…От тебя второй день нет письма, и мне уж как-то неспокойно. Скорей бы почта пришла.
Иду спать. Спокойной ночи и тебе, любимая».
«6 февраля.
Уже серьезно волнуюсь: от тебя четвертый день ничего нету. Грешу на почту…
Вчера не успел написать тебе: только-только собрался, а тут — на тебе, в 11 вечера вызвали. В машину — и вперед. Только что вернулся. Почти сутки, говоря нашим языком, «пахал»…
(А на общепонятном языке это значит, что ты целые сутки в морозной февральской степи искал «перерубленную артерию»: поврежденный кабель.)
…Сейчас валюсь спать.
Днем вчера подсыпало чуть-чуть снежку на наши голые сопки, а сегодня совсем по-уральски задувает февральский ветерок.

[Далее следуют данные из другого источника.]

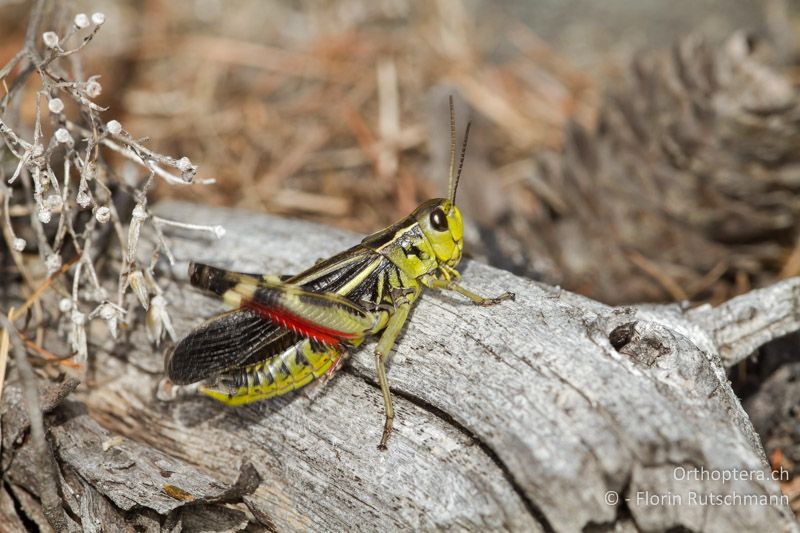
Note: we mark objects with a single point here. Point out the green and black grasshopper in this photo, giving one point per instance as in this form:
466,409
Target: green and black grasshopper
285,333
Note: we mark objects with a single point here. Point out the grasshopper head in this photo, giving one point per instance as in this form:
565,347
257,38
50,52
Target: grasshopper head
440,222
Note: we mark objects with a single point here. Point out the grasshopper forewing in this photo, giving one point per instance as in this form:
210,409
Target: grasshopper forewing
283,334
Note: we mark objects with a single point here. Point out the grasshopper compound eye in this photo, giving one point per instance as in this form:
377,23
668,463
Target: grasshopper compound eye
438,220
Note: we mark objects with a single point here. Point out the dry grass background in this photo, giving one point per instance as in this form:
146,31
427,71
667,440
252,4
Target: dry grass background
336,111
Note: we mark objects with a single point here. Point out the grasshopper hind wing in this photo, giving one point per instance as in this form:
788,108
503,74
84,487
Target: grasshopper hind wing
222,343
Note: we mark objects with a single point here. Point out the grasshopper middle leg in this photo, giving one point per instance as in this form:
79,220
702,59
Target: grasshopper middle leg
389,335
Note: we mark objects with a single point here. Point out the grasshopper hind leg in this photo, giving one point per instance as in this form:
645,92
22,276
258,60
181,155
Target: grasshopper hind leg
294,368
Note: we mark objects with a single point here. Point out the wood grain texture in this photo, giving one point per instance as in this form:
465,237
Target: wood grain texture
518,417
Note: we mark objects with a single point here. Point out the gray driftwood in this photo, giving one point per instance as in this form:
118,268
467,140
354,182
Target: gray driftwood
529,416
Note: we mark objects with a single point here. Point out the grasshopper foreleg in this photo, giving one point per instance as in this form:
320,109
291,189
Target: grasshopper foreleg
477,299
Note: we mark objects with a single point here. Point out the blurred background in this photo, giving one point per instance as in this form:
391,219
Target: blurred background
630,150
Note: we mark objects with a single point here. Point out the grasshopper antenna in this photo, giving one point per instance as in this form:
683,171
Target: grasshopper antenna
461,162
452,174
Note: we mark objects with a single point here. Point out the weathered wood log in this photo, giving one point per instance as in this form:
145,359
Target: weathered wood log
550,413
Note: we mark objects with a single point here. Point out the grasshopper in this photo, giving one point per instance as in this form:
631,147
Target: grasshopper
284,333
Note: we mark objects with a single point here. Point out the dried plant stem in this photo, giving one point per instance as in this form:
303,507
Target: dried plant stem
45,468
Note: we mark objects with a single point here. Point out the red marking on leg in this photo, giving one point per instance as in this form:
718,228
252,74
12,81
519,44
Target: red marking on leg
298,324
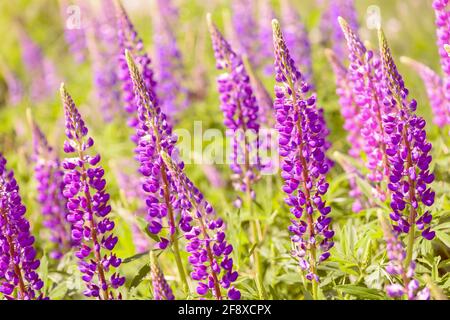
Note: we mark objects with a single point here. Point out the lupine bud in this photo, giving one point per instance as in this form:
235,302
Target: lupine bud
18,277
209,251
240,111
408,153
302,136
84,188
161,289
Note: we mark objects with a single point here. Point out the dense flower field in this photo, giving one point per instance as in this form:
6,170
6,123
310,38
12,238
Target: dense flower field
227,149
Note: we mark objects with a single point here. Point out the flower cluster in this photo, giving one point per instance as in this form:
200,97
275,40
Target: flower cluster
209,251
84,188
18,262
408,153
296,37
161,289
302,147
409,286
366,81
49,177
240,110
168,61
129,40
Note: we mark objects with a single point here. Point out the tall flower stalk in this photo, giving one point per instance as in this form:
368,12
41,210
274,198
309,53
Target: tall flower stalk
18,277
155,135
301,145
240,110
207,245
365,77
161,289
49,178
84,188
408,154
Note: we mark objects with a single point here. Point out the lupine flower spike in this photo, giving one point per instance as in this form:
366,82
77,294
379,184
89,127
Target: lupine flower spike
365,76
409,156
407,285
18,277
84,188
435,91
207,245
301,140
240,110
161,289
155,135
49,178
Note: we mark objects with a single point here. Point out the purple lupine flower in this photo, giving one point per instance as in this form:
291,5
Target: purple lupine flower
240,110
131,186
408,153
18,277
170,192
330,27
435,91
39,68
103,48
408,286
87,202
172,94
49,177
161,289
209,251
245,28
74,34
296,37
129,40
265,16
302,136
365,78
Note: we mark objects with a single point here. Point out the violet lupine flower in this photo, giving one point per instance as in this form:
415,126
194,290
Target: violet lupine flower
408,153
40,69
129,40
49,177
209,251
103,48
265,16
297,39
435,91
18,277
330,26
155,135
74,35
301,139
87,202
245,28
408,286
240,111
442,11
170,191
161,289
168,61
365,77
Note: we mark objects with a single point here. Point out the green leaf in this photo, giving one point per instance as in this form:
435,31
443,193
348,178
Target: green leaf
361,292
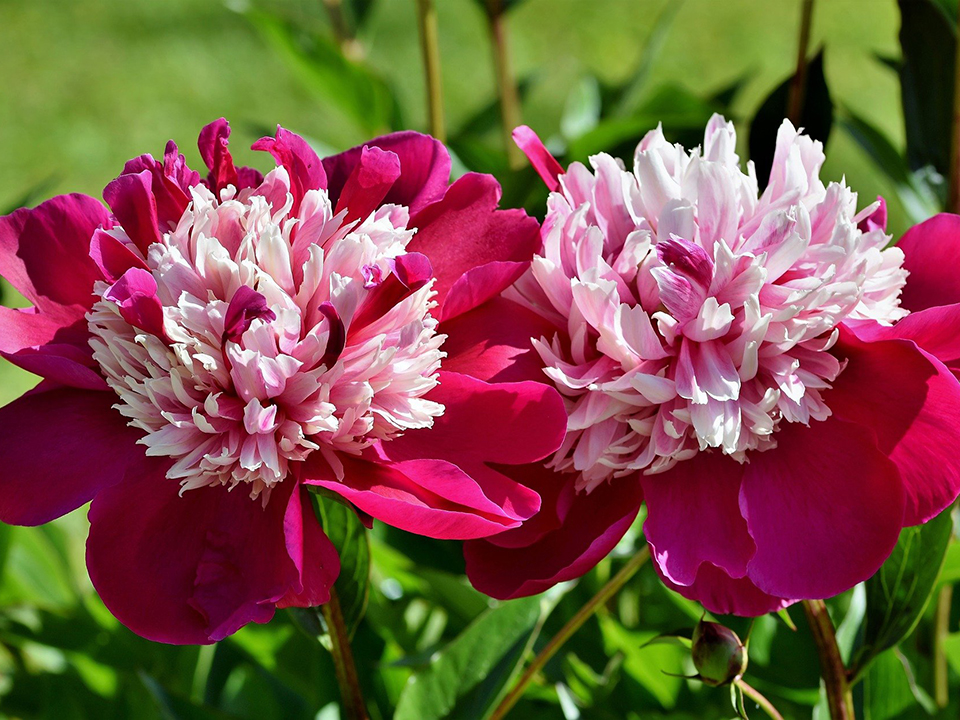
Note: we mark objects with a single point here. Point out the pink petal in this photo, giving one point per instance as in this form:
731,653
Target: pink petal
465,230
543,162
424,168
931,250
131,199
45,252
493,342
190,569
368,184
693,517
723,595
590,529
825,509
60,447
916,417
427,497
301,162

О господи! Письма не дадут написать спокойно. Старшина не отстает, составляй, говорит, наряд на кухню, и все тут. А я спать хочу. А ему наплевать. А мне тоже, в конце концов, извините меня! Как говорится, в трудную минуту выручает друг. Пусть Вовка составляет. Благо, ему делать нечего. Должен же я, в конце концов, выспаться или не должеп?.. И тебе найдется простить меня за короткое и неудачное письмо. Прощаешь?..»
«7 февраля.
Почему ты молчишь? Если не жалеешь меня, то пожалей хоть нашего почтальона, иначе ему от меня кое-что перепадет. Он, как только увидит меня, ноги в руки — и в каптерку, в единственное место, где он для меня недосягаем. Я ему проходу не даю. При каждой встрече вместо «здравствуй» говорю «давай письмо».

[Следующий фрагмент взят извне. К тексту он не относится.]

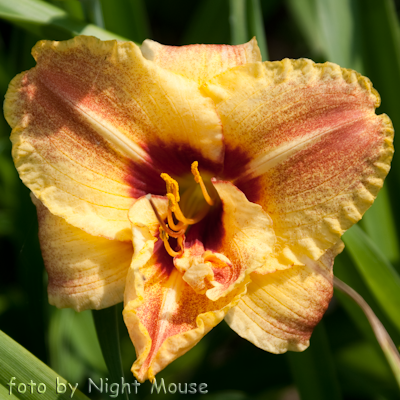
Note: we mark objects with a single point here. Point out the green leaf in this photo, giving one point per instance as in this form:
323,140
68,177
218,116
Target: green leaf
17,362
377,272
313,370
106,322
48,21
304,12
256,27
238,21
209,23
73,352
339,23
94,12
381,53
379,223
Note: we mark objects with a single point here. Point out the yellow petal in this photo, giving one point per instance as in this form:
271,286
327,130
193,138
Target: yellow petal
234,240
303,141
95,124
200,62
85,272
165,317
281,309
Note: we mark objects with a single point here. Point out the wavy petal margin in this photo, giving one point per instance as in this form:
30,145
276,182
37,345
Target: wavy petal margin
304,142
165,317
281,309
200,62
85,272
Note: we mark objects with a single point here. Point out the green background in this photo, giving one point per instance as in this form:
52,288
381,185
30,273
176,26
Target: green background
344,360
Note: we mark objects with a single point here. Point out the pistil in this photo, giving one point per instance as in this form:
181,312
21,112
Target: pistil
177,230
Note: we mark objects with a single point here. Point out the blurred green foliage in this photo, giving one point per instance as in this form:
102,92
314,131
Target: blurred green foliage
344,360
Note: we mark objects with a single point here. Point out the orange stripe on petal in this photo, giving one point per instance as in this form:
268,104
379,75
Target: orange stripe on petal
281,309
85,272
304,142
165,317
91,117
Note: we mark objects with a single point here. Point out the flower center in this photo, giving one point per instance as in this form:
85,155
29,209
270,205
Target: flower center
194,206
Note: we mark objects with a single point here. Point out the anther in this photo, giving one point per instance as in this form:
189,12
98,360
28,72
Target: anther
199,180
164,237
172,185
167,230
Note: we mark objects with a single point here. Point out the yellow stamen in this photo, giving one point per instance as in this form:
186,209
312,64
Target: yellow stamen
174,207
171,223
164,237
172,185
199,180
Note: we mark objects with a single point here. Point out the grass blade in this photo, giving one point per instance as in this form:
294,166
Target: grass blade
314,370
256,27
377,272
386,343
48,21
127,18
106,322
17,362
238,22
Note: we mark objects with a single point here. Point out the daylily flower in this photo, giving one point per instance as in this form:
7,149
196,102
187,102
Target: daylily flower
196,182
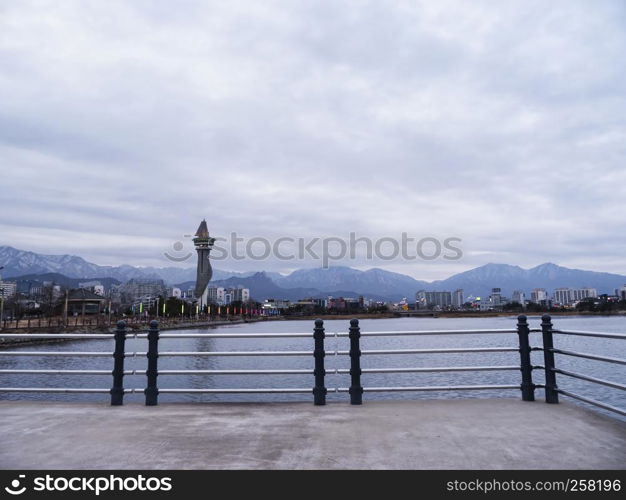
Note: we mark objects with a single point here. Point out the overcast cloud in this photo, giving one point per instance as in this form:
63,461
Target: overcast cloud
123,124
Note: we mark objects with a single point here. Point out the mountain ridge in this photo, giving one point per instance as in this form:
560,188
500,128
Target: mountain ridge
374,283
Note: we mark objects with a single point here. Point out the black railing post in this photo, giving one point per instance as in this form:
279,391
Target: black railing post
528,388
152,391
117,391
319,391
548,357
356,391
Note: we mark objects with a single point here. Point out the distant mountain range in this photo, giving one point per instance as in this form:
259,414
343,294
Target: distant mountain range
337,281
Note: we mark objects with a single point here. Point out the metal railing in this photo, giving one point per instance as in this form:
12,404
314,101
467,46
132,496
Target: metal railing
318,370
552,390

Татьянка, Татьянка, впервые в жизни я верю в счастье. Наше с тобой счастье.
А ты молчишь…»
В тот же день ты написал и нам:
«Получил еще два ваших письма. Сразу насчет удостоверения: выслал приблизительно неделю назад. Напишите, получили аль нет, бо на нашу почту надежда как в дождь на валенки.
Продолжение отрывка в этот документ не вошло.